New Light of Myanmar
- Type: Daily newspaper
- Format: Tabloid
- Owner: Government
- Founded: 12 January 1964
- Language: English
- Headquarters: 150 Ngarhtatgyi Pagoda St., Bahan, Yangon 11201
- Circulation: 10,000+
- Website: www.gnlm.com.mm

= New Light of Myanmar =

Newspaper

The New Light of Myanmar (/my/; formerly The New Light of Burma) rebranded as The Global New Light of Myanmar is a government-owned newspaper published by the Ministry of Information and based in Yangon, Myanmar.

The New Light of Myanmar has been described as being propaganda for the Tatmadaw and the government, and features many articles about military officials.
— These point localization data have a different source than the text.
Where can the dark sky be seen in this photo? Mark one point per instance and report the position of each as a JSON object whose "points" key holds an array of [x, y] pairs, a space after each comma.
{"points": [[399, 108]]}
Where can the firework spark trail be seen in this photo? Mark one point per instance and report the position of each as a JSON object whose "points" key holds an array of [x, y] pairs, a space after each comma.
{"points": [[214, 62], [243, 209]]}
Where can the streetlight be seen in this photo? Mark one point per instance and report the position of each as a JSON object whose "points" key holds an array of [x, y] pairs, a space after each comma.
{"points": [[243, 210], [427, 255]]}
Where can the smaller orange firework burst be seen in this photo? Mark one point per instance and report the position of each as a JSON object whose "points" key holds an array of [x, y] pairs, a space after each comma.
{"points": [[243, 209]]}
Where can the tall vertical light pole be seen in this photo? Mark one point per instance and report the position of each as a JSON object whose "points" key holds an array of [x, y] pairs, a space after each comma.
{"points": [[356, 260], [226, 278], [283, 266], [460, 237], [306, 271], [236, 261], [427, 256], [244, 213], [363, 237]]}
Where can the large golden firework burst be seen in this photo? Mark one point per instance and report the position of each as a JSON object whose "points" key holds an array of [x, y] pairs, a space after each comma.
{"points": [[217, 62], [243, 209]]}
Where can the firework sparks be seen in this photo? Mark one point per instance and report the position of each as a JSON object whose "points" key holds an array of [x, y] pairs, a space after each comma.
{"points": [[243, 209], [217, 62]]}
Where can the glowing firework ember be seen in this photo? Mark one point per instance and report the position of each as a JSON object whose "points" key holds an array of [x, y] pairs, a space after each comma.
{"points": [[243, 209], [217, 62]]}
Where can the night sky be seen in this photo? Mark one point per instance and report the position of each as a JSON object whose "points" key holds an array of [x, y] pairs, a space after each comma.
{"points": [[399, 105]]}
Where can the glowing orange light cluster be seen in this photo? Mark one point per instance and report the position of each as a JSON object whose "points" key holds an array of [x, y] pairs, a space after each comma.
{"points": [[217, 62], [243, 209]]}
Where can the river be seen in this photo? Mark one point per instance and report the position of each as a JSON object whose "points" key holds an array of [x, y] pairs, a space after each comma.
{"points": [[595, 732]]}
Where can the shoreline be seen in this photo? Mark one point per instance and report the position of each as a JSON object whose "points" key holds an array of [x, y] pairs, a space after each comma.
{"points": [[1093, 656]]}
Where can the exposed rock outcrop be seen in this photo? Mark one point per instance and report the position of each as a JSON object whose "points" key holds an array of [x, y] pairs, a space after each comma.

The majority of domestic news articles comes from the state-run Myanmar News Agency (MNA), whilst most international articles come from news services, particularly Reuters, which are published after censorship by the MNA.

==History==
The counterpart of the Myanmar-language Myanmar Alin (မြန်မာ့အလင်း), the New Light of Myanmar is claimed by its editors to be the oldest English-language daily, first published on 12 January 1964 as The Working People's Daily. The newspaper took its current name on 17 April 1993.

According to Bertil Lintner of The Irrawaddy, another New Light of Myanmar had been founded in 1914, published initially as a magazine before becoming a newspaper. It was managed by U Tin from 1920 to 1947. The newspaper was shut down by the military junta in 1969.